Plaskett, Gonzalez-Colon aim to lift Medicaid funding cap for U.S. territories

Lawmakers across the Caribbean are urging Congress to make health care laws more equal for Americans living in the territories. That push came Wednesday afternoon led by Rep. Stacey Plaskett (D-Virgin Islands) and Jenniffer Gonzalez-Colon (R-Puerto Rico).

Among the biggest changes, the proposal would eliminate the cap on Medicaid funding for territories by allowing the funding process to be similar to the rules for all 50 states and Washington D.C. The bill would aim to provide better and more affordable access on the islands, so residents aren’t forced to seek treatment on the mainland. You can read more about the legislation here.

Right now, the U.S. government pays for 45 percent of the V.I.’s Medicaid funding, significantly less than some states, which can be more than 80 percent. Other non-states are also notably higher than the V.I., such as Washington, D.C., which receives 70 percent of its Medicaid funding from the federal government, Plaskett and Gonzalez-Colon noted.

Lawmakers can’t pinpoint just how many Virgin Islanders and Puerto Rican residents seek treatment outside of the territories. But they explained that the instances are rising and have been since Hurricanes Maria and Irma ravaged the Caribbean in 2017. Often times, residents will visit hospitals in Florida or other coastal states, meaning it costs them more money to leave the island and less money – both public and private – is being spent on the islands that desperately needs it.

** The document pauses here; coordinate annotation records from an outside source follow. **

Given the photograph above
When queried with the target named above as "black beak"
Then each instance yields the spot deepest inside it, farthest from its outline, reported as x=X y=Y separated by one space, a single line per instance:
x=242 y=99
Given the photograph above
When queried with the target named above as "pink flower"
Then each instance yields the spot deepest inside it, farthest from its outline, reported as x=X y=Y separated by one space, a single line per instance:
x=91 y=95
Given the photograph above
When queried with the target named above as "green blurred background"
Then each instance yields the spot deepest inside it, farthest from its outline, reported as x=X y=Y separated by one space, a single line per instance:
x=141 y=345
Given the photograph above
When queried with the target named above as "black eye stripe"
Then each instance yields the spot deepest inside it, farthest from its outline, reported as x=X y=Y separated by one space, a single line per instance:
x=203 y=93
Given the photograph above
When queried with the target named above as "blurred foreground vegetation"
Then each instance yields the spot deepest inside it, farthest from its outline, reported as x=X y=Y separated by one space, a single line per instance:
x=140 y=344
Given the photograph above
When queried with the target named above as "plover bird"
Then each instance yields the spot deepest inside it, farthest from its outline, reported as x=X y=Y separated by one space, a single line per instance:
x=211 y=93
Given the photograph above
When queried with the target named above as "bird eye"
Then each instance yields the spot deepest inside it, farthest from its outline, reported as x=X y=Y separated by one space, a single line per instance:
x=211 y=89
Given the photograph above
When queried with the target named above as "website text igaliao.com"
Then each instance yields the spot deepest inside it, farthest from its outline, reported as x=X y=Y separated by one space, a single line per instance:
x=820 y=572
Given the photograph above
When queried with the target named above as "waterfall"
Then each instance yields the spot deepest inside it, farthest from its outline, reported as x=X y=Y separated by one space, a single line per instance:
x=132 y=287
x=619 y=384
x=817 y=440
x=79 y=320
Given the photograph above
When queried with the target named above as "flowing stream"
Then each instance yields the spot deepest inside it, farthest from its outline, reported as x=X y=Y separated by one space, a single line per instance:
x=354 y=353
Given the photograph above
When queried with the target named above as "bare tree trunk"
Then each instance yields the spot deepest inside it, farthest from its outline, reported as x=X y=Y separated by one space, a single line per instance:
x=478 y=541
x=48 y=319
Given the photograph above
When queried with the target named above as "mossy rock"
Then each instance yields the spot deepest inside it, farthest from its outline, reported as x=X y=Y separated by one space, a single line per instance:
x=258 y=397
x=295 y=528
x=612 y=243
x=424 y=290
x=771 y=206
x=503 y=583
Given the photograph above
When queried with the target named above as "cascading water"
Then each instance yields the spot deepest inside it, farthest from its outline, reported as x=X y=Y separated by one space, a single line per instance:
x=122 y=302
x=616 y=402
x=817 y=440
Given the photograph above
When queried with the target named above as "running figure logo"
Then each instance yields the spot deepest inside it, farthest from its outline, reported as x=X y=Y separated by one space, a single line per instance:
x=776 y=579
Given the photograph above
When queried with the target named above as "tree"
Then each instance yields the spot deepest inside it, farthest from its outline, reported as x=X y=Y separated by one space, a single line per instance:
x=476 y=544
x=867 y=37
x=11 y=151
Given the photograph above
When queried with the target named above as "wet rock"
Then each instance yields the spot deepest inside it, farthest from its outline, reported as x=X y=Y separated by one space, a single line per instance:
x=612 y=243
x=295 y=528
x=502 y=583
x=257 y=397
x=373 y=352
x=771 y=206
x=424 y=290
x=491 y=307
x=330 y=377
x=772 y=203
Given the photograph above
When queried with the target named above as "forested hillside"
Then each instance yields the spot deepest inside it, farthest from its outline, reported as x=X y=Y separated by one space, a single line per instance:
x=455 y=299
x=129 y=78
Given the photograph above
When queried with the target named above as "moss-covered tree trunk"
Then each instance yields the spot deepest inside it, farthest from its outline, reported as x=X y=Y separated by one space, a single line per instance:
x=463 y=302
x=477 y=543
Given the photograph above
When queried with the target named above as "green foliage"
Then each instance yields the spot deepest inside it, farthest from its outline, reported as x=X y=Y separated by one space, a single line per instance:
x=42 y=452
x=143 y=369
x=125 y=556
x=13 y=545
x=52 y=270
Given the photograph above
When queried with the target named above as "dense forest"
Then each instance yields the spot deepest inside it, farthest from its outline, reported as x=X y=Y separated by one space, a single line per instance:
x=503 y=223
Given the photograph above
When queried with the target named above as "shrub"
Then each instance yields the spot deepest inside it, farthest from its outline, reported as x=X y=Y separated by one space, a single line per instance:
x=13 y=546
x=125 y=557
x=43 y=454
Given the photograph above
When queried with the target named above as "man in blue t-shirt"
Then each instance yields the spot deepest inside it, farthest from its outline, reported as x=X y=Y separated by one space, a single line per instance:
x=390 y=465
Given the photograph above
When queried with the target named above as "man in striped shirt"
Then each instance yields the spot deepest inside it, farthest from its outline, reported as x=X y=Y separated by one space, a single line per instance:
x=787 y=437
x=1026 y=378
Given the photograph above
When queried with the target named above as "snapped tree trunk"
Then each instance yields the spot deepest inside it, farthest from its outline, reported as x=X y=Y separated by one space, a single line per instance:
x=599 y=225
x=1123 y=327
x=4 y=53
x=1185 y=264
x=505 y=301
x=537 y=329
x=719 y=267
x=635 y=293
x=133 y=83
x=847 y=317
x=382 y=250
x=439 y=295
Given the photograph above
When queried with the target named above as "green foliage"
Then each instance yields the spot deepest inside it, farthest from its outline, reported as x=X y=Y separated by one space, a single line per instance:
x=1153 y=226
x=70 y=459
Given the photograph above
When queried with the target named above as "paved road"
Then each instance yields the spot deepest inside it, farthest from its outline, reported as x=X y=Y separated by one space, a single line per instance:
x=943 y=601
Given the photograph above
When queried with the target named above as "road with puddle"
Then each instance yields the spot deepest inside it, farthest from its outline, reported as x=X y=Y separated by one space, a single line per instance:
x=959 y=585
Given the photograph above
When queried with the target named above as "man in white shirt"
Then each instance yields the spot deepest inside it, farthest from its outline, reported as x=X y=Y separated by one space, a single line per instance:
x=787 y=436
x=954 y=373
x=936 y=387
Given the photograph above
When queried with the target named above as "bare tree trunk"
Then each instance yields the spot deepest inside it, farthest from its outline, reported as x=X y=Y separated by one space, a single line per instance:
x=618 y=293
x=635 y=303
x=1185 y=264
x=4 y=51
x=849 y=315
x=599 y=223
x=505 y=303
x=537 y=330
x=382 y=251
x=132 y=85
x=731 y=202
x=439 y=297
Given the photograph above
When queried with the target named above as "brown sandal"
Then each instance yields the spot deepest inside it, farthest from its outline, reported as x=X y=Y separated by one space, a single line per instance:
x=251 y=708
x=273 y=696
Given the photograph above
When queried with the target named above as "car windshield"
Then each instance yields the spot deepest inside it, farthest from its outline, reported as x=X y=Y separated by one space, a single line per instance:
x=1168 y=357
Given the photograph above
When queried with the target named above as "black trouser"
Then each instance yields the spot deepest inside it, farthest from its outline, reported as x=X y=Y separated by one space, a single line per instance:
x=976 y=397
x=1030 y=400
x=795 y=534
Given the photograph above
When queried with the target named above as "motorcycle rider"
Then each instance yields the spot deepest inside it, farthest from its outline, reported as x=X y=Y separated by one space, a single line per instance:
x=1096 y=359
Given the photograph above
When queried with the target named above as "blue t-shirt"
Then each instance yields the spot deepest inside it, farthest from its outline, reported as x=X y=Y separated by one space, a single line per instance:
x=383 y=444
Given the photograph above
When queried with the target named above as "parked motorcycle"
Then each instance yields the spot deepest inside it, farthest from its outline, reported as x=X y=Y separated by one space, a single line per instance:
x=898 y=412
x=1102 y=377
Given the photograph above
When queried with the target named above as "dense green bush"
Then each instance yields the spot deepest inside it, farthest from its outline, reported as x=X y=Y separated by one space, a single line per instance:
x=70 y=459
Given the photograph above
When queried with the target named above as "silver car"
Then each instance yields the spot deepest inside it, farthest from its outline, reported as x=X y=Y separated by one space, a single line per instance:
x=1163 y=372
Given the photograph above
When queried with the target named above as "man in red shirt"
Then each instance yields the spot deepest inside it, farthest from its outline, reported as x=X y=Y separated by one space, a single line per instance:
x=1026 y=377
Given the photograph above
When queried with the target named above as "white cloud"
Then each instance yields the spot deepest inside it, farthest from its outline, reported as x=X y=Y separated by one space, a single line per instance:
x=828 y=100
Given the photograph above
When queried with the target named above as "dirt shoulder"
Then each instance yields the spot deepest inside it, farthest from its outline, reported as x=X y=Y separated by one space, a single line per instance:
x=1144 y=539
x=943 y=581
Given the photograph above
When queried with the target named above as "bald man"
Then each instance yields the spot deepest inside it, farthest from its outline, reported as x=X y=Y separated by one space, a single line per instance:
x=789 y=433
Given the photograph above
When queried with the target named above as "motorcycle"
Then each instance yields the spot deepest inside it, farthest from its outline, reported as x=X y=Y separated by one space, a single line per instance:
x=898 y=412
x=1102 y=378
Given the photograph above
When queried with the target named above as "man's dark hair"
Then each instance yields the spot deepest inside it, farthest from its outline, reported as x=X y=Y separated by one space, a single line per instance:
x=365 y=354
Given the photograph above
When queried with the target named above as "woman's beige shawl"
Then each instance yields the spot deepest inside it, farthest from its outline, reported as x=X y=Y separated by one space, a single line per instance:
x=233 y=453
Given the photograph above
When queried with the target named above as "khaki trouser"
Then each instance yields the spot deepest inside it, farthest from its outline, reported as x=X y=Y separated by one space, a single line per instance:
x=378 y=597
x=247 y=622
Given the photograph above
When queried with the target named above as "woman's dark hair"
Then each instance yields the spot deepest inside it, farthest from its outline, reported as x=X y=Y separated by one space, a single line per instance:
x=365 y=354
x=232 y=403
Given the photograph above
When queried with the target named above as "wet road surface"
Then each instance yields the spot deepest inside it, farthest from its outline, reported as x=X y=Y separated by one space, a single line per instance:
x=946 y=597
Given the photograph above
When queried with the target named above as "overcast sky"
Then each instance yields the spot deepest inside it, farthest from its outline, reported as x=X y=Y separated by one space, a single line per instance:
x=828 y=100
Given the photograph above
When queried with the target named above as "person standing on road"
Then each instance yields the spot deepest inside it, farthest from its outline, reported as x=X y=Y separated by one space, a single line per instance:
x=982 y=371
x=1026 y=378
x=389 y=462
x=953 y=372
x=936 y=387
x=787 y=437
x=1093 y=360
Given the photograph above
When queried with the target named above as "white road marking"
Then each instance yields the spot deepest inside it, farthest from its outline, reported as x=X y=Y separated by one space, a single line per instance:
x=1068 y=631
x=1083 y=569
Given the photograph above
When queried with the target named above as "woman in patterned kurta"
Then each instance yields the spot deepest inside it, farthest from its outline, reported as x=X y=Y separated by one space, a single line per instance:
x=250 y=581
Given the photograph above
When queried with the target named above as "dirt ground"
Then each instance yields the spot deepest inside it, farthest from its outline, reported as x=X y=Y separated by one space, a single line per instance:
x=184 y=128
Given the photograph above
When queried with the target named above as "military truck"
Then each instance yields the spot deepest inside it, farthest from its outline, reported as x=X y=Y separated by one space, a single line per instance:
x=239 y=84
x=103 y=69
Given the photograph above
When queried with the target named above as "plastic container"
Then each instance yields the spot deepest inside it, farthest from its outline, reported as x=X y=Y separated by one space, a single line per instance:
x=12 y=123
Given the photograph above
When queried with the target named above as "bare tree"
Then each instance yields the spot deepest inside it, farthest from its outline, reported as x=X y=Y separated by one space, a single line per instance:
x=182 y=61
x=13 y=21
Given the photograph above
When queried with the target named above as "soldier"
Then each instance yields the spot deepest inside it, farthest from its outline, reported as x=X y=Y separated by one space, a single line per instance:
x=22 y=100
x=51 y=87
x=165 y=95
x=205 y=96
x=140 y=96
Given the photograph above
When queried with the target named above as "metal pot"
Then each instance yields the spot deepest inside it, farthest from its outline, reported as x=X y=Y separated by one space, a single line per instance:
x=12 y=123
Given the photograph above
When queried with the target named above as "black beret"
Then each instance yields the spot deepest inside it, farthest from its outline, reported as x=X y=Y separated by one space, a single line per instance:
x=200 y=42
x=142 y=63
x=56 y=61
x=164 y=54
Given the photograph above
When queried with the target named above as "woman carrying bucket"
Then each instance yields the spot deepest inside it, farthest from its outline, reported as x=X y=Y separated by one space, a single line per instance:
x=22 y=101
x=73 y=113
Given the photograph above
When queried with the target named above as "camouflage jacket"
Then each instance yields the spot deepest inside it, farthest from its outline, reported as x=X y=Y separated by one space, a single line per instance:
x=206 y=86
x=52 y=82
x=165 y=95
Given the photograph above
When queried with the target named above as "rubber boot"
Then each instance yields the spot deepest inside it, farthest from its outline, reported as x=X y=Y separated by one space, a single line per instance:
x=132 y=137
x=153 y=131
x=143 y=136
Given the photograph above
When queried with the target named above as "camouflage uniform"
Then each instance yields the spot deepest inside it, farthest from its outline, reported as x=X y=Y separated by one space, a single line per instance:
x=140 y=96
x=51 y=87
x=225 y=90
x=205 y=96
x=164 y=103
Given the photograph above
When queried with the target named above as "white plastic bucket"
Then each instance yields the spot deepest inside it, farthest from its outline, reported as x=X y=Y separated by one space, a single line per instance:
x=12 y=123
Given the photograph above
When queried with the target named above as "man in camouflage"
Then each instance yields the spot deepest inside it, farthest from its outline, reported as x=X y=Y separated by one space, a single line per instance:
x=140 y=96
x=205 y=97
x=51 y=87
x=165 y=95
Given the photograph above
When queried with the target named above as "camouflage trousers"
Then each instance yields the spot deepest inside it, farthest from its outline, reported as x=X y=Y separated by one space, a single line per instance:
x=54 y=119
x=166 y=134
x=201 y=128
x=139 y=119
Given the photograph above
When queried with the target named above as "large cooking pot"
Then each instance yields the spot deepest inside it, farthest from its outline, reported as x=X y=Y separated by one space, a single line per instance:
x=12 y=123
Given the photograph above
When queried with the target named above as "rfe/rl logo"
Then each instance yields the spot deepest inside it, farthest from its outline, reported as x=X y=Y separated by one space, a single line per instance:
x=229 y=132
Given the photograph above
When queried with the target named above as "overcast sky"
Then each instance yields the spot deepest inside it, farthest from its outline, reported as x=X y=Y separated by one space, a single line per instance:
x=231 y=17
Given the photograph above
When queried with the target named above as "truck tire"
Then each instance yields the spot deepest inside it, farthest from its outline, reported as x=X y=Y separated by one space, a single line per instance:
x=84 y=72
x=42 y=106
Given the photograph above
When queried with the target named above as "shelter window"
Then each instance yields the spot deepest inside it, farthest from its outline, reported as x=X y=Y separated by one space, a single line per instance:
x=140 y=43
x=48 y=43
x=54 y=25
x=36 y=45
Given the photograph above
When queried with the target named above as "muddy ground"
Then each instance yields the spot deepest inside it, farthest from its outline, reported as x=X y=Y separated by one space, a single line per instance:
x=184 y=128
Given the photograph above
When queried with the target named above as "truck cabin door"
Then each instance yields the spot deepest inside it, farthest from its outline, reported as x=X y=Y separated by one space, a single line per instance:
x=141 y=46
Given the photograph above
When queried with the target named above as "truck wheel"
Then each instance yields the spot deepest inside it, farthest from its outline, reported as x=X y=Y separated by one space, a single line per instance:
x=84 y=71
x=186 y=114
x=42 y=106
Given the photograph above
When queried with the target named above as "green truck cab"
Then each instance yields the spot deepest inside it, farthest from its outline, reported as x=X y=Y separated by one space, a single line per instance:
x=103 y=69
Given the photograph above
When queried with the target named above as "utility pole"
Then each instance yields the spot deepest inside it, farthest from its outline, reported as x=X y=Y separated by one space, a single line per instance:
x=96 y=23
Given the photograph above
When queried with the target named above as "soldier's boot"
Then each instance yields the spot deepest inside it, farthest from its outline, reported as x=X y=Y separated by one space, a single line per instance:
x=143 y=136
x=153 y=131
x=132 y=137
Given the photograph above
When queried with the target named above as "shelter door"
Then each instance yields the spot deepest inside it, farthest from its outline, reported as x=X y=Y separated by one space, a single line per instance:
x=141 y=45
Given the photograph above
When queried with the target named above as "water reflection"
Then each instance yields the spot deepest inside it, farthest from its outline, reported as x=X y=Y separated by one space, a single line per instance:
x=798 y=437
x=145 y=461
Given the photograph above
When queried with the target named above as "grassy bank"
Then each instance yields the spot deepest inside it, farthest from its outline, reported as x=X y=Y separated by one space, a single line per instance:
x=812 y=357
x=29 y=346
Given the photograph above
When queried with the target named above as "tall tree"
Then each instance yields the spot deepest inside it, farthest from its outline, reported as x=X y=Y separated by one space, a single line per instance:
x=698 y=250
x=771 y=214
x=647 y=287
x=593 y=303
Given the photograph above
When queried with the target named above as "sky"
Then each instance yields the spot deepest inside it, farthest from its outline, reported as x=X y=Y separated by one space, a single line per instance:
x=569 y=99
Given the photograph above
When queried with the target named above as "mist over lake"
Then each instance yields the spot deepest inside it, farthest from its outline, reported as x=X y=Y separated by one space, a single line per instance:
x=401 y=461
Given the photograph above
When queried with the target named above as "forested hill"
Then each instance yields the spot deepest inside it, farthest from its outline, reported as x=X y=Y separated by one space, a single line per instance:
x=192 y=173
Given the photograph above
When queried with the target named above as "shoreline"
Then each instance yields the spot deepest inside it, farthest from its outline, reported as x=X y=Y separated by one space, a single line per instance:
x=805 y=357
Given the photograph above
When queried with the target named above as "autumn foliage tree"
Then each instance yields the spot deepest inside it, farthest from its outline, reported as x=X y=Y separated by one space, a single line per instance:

The law would also expand Medicare coverage and allow more access to residents of the United States’ five territories across the board. Gonzalez-Colon noted that the number of Puerto Ricans covered by Medicare is down in recent years, from 1.5 million to 1.2 million due to both funding and because more residents seeking treatment in the U.S. rather than the island.

Both Plaskett and Gonzalez-Colon, who are non-voting members and at-large members of the U.S. House, argue that the artificial cap in place now is also driving doctors away from the territories. That’s because they will receive more money and funding on the mainland, they said.

“An extension of the matching fund waiver will be necessary along with access to additional Medicaid funding,” Plaskett said.

“In the case of Puerto Rico, we get 55 percent (of federal funding for Medicaid), Gonzalez-Colon said. “That means that the territory has to put up the other 45 percent in order to have access to this program.”

The bill would benefit all territories, and already has backing from voting members of the House.